À la libération, les conjoints Steinberg retournèrent en Pologne pour tenter de retrouver leurs biens et leurs proches – dont une large partie périt dans la Shoah. Ils fuirent le pays une nouvelle fois en 1946 après le pogrom de Kielce, lorsque la population polonaise de cette ville se déchaîna contre les réfugiés juifs d’URSS, laissant 42 tués. Gittel et Moshe atterrirent à Hof, en Bavière, dans un camp de déplacés contrôlé par l’armée américaine. C’est là, en 1947, que naquit Avraham et là où son père se vit proposer le poste de rabbin de la ville. Moshe Halevi Steinberg fut le premier rabbin nommé à Hof après-guerre.

Deux ans plus tard, la famille quitta l’Allemagne pour émigrer en Israël, où, jusqu’à la mort de son épouse, le père ne dit rien à son fils de son histoire. «Mon père m’a enseigné la Torah et j’aurais pu être rabbin comme tout le monde, mais j’ai pensé que je serai plus utile en conciliant le travail de médecin et la loi juive», explique Avraham.
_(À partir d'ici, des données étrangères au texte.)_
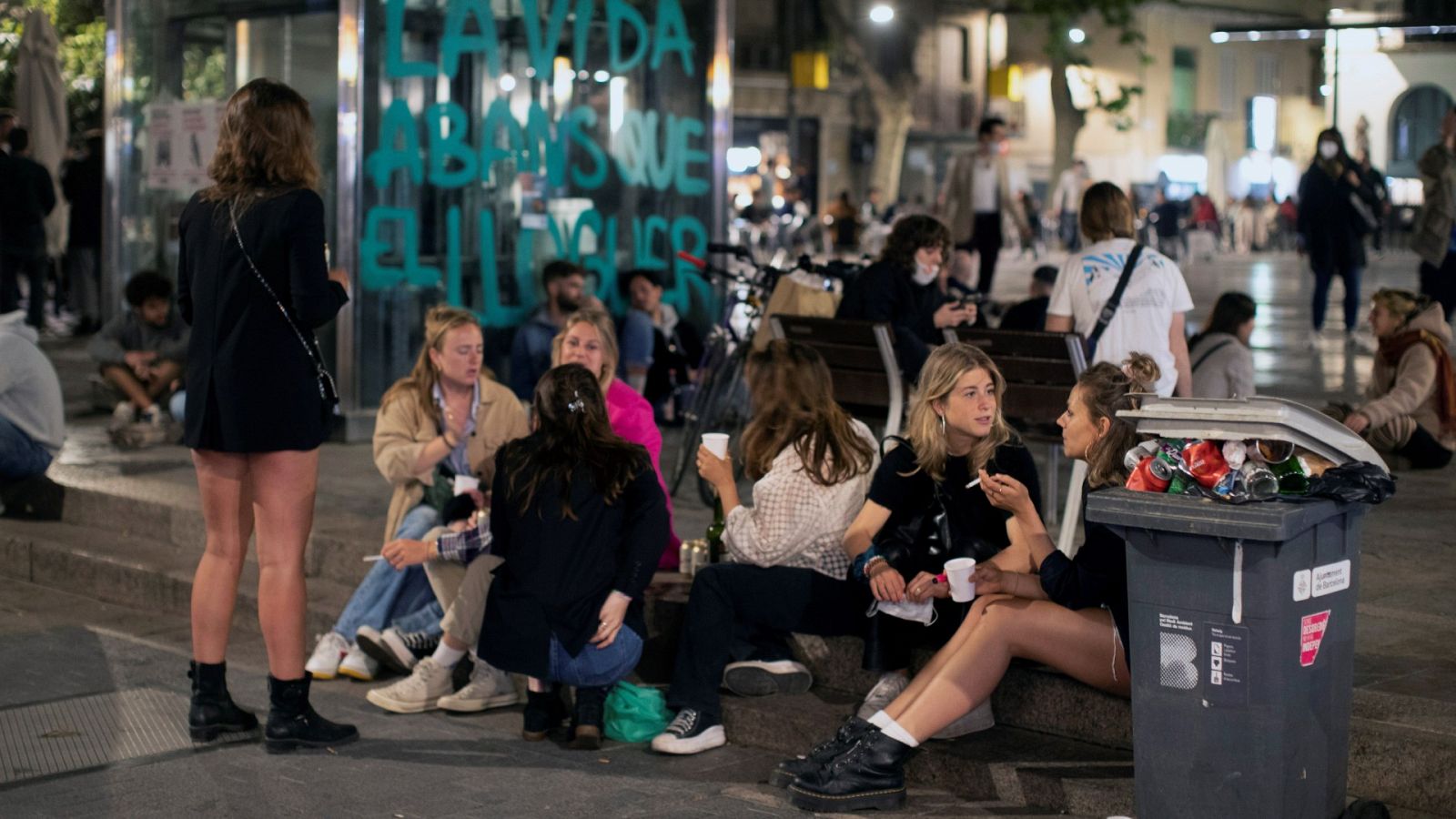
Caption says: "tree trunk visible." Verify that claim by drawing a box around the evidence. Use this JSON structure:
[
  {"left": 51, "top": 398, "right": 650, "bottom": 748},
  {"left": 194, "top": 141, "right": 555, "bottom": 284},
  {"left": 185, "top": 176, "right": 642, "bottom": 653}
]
[{"left": 1051, "top": 51, "right": 1087, "bottom": 188}]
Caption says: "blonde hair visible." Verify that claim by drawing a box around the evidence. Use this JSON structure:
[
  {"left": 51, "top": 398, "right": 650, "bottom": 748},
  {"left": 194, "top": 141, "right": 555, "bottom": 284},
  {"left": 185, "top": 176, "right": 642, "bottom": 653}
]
[
  {"left": 202, "top": 77, "right": 318, "bottom": 210},
  {"left": 1077, "top": 182, "right": 1134, "bottom": 242},
  {"left": 905, "top": 341, "right": 1016, "bottom": 480},
  {"left": 551, "top": 308, "right": 622, "bottom": 395},
  {"left": 1073, "top": 353, "right": 1160, "bottom": 488},
  {"left": 379, "top": 305, "right": 495, "bottom": 422}
]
La veille de notre entretien, ce dernier venait de visiter les lieux de sa petite enfance, notamment l’emplacement de l’ancienne synagogue qui brûla durant la nuit de Cristal.

Éthique médicale

L’étudiant devint diplômé de médecine en 1972 avant de se spécialiser en neurologie pédiatrique puis d’enseigner l’éthique médicale à l’université Hadassah de Jérusalem. Le cerveau l’attire, car il est le siège de la pensée. «Aujourd’hui, le champ des connaissances est tellement vaste qu’on ne peut pas tout savoir sur tout. La spécialisation est donc indispensable», justifie le médecin, qui puise dans la Torah les ressorts de sa pratique.
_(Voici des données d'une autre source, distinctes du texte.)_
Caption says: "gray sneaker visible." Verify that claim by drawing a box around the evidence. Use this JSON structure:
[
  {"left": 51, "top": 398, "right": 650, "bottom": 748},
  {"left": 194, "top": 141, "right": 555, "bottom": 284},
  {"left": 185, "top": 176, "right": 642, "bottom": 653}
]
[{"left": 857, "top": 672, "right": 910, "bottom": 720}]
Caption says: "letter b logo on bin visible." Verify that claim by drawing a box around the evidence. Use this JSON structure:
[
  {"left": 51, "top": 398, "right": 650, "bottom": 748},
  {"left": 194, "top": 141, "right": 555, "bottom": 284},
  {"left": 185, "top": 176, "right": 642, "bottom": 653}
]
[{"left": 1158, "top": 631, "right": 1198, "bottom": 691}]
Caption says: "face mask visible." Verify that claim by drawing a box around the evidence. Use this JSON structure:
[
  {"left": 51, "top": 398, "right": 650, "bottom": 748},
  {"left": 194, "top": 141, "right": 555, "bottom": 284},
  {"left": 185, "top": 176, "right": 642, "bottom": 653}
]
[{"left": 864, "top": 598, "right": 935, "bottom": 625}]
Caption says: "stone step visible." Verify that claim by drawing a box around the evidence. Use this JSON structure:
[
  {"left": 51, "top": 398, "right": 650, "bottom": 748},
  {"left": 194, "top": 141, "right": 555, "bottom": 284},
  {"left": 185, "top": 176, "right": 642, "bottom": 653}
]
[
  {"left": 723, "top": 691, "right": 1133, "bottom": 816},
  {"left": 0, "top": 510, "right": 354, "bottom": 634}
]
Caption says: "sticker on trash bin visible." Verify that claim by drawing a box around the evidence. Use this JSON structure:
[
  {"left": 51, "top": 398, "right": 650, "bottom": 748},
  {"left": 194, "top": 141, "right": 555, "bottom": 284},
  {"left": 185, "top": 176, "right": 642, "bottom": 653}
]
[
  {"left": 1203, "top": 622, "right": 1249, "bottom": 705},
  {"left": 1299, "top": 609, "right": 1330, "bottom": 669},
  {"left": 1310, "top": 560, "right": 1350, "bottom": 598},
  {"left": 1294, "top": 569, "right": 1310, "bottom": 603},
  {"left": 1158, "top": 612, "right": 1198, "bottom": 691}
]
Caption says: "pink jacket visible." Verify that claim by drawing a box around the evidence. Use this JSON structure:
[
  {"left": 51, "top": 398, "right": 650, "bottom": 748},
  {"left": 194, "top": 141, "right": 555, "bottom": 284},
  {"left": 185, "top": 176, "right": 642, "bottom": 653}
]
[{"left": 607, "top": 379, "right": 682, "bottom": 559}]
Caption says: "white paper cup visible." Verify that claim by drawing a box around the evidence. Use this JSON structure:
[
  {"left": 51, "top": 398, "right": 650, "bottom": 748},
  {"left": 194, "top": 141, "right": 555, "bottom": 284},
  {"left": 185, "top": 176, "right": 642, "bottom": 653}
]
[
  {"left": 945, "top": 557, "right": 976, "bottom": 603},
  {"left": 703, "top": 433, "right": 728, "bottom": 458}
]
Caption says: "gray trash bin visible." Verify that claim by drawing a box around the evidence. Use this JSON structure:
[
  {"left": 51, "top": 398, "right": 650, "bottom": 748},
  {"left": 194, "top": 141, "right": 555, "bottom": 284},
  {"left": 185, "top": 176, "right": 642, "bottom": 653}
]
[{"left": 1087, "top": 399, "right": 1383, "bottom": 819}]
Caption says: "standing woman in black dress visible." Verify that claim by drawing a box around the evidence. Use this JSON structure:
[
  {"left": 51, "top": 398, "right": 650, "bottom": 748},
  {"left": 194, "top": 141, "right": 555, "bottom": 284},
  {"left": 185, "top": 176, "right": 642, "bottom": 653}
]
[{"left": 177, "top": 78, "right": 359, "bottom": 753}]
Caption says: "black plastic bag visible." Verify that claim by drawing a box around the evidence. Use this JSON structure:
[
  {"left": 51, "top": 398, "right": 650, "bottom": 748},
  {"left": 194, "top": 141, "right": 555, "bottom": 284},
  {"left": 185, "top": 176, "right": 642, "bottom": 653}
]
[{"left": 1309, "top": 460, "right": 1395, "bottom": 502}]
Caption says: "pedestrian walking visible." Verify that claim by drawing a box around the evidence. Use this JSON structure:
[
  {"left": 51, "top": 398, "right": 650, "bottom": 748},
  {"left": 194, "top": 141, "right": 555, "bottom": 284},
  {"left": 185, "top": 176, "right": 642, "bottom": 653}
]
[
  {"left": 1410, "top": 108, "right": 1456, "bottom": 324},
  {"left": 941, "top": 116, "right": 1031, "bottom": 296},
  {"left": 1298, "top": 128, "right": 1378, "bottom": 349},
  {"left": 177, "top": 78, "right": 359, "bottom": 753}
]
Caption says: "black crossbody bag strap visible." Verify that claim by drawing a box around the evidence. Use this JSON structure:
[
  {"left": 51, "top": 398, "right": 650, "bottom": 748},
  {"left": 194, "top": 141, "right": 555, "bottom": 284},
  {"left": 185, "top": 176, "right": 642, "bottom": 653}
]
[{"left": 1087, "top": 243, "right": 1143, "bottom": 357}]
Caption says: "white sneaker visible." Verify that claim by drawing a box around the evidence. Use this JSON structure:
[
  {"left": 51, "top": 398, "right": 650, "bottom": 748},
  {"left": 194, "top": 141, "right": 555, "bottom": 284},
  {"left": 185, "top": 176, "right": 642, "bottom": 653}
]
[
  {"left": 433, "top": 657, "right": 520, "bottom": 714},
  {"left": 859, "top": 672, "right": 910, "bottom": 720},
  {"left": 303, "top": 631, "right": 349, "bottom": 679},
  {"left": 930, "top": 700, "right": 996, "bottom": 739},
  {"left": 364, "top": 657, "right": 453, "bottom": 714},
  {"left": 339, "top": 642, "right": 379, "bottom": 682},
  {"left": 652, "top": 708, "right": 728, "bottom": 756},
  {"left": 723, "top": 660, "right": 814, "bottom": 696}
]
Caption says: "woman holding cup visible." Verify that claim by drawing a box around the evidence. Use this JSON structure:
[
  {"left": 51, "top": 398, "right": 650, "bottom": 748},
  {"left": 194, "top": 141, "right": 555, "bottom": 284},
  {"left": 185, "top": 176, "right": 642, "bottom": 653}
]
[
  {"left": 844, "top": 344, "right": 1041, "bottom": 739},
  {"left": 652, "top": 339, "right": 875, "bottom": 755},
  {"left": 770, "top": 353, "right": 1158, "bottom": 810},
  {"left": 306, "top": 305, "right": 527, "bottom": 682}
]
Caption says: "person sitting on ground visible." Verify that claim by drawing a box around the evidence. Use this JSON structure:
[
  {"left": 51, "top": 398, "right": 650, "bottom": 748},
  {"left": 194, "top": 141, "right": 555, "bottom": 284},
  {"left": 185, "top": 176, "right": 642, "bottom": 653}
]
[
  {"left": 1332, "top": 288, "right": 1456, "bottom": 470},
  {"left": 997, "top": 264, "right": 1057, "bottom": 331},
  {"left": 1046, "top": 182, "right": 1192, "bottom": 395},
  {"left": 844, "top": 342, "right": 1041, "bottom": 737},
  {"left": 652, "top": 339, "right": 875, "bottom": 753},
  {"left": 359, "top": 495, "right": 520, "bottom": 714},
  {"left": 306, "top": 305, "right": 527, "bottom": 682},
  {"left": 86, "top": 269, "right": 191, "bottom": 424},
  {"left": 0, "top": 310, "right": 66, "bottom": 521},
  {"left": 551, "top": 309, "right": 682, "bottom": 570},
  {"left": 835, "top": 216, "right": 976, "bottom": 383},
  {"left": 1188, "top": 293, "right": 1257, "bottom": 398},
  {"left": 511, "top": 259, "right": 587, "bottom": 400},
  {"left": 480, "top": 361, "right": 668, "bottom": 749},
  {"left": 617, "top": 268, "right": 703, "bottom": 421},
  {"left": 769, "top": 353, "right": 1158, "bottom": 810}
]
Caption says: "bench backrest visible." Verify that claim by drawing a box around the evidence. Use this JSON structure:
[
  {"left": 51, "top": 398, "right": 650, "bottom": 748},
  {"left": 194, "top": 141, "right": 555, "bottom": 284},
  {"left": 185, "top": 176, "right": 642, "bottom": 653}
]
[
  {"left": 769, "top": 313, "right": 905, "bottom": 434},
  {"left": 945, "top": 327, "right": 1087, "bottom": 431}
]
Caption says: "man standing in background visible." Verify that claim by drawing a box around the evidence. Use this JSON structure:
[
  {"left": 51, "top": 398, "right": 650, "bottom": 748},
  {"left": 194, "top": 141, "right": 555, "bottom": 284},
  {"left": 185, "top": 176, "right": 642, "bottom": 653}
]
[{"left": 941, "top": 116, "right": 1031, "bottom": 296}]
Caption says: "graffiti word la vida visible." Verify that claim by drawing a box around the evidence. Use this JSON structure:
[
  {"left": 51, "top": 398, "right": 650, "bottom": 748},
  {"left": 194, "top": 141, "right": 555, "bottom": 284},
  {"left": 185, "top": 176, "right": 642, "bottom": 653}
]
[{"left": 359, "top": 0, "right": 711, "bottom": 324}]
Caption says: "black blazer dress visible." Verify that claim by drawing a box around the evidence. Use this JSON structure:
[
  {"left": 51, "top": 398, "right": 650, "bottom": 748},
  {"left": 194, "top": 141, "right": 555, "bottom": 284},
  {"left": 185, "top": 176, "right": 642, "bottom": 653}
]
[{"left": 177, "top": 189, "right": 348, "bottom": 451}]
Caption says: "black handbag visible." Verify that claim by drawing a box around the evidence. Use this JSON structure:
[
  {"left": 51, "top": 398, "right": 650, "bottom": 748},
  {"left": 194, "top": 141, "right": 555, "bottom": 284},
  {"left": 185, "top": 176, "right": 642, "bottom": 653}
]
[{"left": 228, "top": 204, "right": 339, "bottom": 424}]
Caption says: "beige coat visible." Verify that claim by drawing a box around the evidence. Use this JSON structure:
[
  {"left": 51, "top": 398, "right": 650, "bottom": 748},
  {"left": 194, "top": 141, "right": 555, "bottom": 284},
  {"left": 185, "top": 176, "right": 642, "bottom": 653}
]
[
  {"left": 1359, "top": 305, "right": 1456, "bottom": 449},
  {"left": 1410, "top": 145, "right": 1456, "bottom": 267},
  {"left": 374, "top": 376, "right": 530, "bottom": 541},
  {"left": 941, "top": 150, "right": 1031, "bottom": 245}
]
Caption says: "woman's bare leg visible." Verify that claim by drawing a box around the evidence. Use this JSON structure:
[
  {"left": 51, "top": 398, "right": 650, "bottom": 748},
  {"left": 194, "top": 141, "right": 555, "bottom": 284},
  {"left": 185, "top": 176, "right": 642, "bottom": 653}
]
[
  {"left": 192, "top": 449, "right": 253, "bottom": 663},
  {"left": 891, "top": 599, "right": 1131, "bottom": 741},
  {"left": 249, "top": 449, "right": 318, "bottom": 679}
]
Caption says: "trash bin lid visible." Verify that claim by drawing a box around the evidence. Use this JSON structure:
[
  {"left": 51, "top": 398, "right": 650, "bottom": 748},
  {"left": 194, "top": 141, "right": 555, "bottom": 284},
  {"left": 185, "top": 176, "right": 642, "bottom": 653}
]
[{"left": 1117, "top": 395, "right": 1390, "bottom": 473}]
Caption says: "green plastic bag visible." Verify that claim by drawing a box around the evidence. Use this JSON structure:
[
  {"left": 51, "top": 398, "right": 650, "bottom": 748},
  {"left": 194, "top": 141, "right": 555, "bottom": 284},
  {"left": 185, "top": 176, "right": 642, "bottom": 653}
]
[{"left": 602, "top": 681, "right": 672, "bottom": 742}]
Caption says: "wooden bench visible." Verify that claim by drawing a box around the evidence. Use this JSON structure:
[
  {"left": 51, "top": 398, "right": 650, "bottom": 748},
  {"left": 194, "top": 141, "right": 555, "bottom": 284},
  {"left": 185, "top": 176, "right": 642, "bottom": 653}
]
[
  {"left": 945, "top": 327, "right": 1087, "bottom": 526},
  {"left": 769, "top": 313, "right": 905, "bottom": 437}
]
Un jour, le docteur Steinberg reçoit en consultation un jeune patient épileptique et mentalement retardé, présentant des comportements violents. Il diagnostique l’affection – à caractère génétique – et prévient la mère des conséquences potentielles d’une nouvelle grossesse. «Dans ce cas précis, l’avortement n’était pas autorisé par la loi juive et c’est pourquoi j’ai préconisé un diagnostic génétique préimplantatoire, assurant que l’ovule de la mère sera fécondé par un œuf parfaitement sain», explique-t-il. L’étude du Talmud lui permet aussi, dit-il, de sélectionner les patients éligibles à un respirateur artificiel lorsque les équipements manquent – comme ce fut le cas durant la pandémie.
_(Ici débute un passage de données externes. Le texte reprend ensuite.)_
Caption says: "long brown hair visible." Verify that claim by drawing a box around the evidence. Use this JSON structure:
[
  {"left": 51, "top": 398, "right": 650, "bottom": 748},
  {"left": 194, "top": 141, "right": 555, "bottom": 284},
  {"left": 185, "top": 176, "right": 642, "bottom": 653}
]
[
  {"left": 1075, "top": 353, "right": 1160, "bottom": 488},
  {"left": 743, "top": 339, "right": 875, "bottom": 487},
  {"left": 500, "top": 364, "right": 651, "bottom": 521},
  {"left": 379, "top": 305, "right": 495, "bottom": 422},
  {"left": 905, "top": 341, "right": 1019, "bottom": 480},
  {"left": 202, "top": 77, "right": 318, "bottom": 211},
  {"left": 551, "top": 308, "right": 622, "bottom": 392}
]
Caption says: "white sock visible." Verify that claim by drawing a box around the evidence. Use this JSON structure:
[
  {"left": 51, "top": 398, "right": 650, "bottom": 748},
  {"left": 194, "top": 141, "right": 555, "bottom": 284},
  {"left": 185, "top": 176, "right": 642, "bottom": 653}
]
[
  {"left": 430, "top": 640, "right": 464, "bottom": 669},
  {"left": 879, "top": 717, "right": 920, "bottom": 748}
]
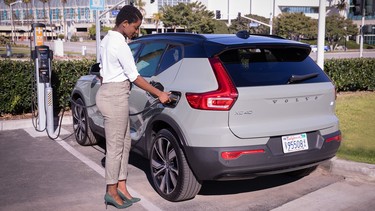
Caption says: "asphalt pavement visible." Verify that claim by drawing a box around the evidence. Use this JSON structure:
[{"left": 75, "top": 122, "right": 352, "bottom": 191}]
[{"left": 0, "top": 116, "right": 375, "bottom": 211}]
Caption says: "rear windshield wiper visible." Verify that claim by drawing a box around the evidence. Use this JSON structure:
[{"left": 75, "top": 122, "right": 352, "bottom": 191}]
[{"left": 288, "top": 73, "right": 319, "bottom": 84}]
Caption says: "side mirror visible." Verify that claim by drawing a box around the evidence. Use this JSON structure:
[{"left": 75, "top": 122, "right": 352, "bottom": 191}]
[{"left": 89, "top": 63, "right": 100, "bottom": 76}]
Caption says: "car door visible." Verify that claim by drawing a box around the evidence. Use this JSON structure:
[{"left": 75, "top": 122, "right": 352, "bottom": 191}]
[{"left": 129, "top": 42, "right": 168, "bottom": 142}]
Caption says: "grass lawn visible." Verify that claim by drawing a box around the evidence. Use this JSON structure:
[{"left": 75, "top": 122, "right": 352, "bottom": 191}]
[{"left": 336, "top": 92, "right": 375, "bottom": 164}]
Par ailleurs conseiller en éthique médicale auprès de la Knesset, il en vient à écrire les chapitres médicaux de l’Encyclopédie talmudique. En 2006, il pilote l’ensemble du travail éditorial. «Ce n’est ni l’Encyclopædia Britannica ni les Évangiles, et surtout pas un condensé de Google. Toutes les sources sont répertoriées à propos du sujet qui vous intéresse, analysées et organisées selon un ordre qui fait parfaitement sens», vante l’éditeur écrivain. La mission lui avait été confiée par son prédécesseur rabbin alors que ce dernier se trouvait à l’aube de ses 90 ans. «Tant que je peux travailler et qu’on veut de moi, je continue. Mais je me prépare pour ceux qui viendront après», assure le septuagénaire. «Les fondations sont jetées.»